I spin around, the mundane sound of the climate control like a rushing waterfall in my ears, and another group materializes, closer this time. A line of seven more men in formfitting clothing stand at the other end of the bridge back to Highrise, massive arms crossed beneath bulging pecs. One of them is slightly in front of the others, his short blond hair spiked up over bronze skin, black-faceted AR glasses covering his face like an insect’s eyes. His nose is purple and swollen, like he ran into a wall face-first, and he holds himself stiffly. I look over my shoulder. The other cluster of five still block the far end, slowly creeping closer. I tap a quick command, but my AR glasses return only static. Short range comm jamming. My heart begins to pound, adrenaline offering its familiar embrace.

The one in front speaks, his voice dripping with malice. “Hey, Ash. Fancy meeting you here, all alone like this.”

“Mikelas. How’s the nose? And the nuts? You borrowing a new pair from these idiots?
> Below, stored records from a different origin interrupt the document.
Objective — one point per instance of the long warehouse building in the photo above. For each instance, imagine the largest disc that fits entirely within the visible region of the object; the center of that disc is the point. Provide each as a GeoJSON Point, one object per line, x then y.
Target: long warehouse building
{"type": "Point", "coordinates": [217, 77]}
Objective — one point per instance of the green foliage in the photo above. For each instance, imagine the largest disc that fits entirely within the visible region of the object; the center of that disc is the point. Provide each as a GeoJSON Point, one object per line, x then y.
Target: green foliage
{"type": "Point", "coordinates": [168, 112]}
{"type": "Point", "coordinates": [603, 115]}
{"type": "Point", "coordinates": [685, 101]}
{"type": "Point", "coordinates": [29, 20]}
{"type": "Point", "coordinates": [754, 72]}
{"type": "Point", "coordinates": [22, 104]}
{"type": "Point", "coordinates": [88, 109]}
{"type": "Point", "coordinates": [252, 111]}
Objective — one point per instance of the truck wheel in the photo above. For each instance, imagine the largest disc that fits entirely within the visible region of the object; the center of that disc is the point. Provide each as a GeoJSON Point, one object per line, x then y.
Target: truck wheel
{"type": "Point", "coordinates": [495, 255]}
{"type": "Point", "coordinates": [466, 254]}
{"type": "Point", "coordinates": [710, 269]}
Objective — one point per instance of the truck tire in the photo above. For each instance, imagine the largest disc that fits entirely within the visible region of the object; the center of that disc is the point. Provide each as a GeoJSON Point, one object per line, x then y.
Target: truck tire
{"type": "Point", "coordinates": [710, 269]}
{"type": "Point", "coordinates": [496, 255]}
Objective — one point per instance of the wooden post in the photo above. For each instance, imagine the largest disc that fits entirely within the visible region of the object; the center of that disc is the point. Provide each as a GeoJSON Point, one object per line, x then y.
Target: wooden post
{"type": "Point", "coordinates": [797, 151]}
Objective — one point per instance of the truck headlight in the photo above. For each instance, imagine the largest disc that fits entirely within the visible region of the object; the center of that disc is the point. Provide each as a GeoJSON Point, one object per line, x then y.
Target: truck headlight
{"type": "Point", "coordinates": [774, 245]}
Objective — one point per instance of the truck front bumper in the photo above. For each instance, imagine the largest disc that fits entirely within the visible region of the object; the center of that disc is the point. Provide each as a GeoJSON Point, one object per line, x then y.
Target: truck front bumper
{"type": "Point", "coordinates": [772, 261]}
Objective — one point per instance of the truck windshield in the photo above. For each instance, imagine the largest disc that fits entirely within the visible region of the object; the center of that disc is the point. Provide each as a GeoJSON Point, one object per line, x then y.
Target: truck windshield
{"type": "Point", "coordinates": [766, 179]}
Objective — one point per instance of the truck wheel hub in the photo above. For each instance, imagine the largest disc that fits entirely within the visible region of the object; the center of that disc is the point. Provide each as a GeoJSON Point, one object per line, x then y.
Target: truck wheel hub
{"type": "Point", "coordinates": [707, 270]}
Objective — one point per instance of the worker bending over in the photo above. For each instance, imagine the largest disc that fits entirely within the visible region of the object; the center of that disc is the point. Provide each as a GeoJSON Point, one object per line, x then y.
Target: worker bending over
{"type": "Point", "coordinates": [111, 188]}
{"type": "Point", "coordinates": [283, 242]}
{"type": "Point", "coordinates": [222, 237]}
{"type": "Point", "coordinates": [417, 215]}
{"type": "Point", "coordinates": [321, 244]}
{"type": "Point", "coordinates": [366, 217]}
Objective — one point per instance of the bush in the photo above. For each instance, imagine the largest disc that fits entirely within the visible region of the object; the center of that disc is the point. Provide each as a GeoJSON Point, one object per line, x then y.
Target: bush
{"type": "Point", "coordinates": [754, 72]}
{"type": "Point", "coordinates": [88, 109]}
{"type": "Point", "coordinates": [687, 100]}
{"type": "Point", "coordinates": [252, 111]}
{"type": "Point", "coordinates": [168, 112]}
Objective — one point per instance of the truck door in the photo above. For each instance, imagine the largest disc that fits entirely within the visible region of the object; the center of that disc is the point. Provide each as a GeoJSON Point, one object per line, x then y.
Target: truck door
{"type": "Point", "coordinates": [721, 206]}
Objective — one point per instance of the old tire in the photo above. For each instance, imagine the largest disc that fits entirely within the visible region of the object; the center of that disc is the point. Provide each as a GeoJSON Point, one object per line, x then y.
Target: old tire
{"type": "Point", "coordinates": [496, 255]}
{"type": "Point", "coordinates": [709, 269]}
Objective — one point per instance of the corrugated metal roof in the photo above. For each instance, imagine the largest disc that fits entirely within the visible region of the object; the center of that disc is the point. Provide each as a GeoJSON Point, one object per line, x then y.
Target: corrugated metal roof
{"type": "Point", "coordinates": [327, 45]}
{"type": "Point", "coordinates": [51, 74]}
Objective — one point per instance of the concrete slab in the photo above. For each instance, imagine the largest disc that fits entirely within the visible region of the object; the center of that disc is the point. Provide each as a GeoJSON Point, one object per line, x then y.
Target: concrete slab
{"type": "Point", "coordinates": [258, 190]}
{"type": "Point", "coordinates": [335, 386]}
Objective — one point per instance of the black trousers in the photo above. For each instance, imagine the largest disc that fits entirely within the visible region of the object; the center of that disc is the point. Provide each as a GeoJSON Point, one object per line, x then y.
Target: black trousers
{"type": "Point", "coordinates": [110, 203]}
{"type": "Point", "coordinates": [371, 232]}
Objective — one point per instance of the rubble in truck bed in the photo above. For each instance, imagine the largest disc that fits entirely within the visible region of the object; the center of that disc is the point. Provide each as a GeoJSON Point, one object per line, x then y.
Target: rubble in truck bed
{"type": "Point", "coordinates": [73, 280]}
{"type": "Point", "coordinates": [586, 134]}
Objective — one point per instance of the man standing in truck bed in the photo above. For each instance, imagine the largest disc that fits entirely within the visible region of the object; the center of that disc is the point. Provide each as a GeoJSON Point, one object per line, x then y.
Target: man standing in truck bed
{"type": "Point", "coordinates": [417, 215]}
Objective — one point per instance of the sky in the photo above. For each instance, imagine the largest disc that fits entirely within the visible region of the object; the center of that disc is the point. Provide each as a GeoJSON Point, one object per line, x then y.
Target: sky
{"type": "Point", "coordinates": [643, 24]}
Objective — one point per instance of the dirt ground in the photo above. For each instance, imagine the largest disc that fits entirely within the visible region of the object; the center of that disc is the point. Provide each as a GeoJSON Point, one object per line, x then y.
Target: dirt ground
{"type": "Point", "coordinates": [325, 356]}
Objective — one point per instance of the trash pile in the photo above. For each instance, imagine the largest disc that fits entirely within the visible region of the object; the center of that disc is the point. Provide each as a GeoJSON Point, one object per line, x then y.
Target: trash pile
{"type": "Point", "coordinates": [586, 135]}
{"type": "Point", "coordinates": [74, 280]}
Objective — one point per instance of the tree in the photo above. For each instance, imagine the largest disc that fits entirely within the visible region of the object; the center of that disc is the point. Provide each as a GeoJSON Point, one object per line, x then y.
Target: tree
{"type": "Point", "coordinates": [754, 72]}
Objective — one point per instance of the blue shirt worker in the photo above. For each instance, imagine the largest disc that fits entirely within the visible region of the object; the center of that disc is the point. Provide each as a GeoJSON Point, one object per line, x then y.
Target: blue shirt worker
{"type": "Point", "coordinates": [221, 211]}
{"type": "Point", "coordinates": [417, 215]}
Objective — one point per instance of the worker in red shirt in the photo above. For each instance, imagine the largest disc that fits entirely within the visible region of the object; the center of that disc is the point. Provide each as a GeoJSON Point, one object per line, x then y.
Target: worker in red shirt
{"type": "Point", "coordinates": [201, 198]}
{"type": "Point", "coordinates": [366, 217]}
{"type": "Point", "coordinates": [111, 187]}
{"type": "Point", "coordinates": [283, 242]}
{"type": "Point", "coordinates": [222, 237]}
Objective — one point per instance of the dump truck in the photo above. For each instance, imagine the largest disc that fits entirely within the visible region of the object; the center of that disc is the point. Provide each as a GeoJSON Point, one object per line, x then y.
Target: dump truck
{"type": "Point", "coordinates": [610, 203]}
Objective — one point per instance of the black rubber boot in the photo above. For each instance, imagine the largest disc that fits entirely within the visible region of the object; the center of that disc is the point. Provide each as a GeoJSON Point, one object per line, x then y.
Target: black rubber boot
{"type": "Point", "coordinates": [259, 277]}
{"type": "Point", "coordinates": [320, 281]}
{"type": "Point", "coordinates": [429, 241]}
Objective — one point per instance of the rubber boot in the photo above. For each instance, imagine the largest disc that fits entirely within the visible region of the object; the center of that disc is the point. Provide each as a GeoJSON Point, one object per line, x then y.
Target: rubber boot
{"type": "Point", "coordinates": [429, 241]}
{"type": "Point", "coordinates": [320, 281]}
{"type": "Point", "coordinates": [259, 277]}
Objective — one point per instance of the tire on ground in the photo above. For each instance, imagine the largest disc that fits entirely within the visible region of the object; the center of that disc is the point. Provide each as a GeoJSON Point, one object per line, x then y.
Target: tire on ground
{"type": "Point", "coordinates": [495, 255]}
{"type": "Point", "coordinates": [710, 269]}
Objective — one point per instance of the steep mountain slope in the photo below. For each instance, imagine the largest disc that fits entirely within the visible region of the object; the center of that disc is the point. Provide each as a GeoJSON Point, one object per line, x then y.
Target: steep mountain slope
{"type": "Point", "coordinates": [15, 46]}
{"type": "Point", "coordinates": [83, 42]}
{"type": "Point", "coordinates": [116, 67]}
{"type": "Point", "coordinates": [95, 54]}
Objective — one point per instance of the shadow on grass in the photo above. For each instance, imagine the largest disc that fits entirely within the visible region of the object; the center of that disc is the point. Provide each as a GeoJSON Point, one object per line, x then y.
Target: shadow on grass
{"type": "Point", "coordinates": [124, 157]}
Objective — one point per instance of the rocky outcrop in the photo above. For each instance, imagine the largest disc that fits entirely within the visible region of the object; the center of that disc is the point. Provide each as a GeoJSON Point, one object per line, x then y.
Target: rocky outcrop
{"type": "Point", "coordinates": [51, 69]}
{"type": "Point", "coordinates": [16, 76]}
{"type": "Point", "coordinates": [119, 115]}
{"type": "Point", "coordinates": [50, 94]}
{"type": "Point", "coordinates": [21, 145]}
What did it cost you to clear the skyway?”

He flushes, bruised tissue going a darker shade of purple.

“See, it’s attitude like that that makes me enjoy what’s about to happen to your cunty little face.” He raises a hand, and the group behind him starts walking slowly toward me, their arms now swinging loosely at their sides, empty smiles under their dead eyes. “You’ve been atop the leaderboard too long, Ash. Gotten a little too cocky. Me and the boys want to fix that. Give someone else a chance in the spotlight next league. It’s only fair. And lucky for us, we met someone last night who had lots to say about you.”

No…

Mikelas nods.

“That’s right, Ash. Seems your baby brother isn’t too happy about how you’ve been treating him, and we were real sympathetic. Lent him quite the ear, me and the boys. Heard all about your daily routine, what it’s like to be the world’s greatest Gamer.”

Goddammit, Kiro.

My hand falls to my blade.

“If your ‘boys’ take another step toward me, I’m going to neuter every last one of you. I am not in the mood for this shit right now, Mikelas. You want to send me gore-porn messages? Fine. Psych-sec. You want to come at me in the Game? Whatever. You know what’ll happen there. I’ll take your gear and scrap it for fun. You keep coming at me in the real, try to track me down, and you trick my brother?” The blade slides into my hand. “You already lost your looks. This time it’s your nuts. You and your boys. Walk. Away.”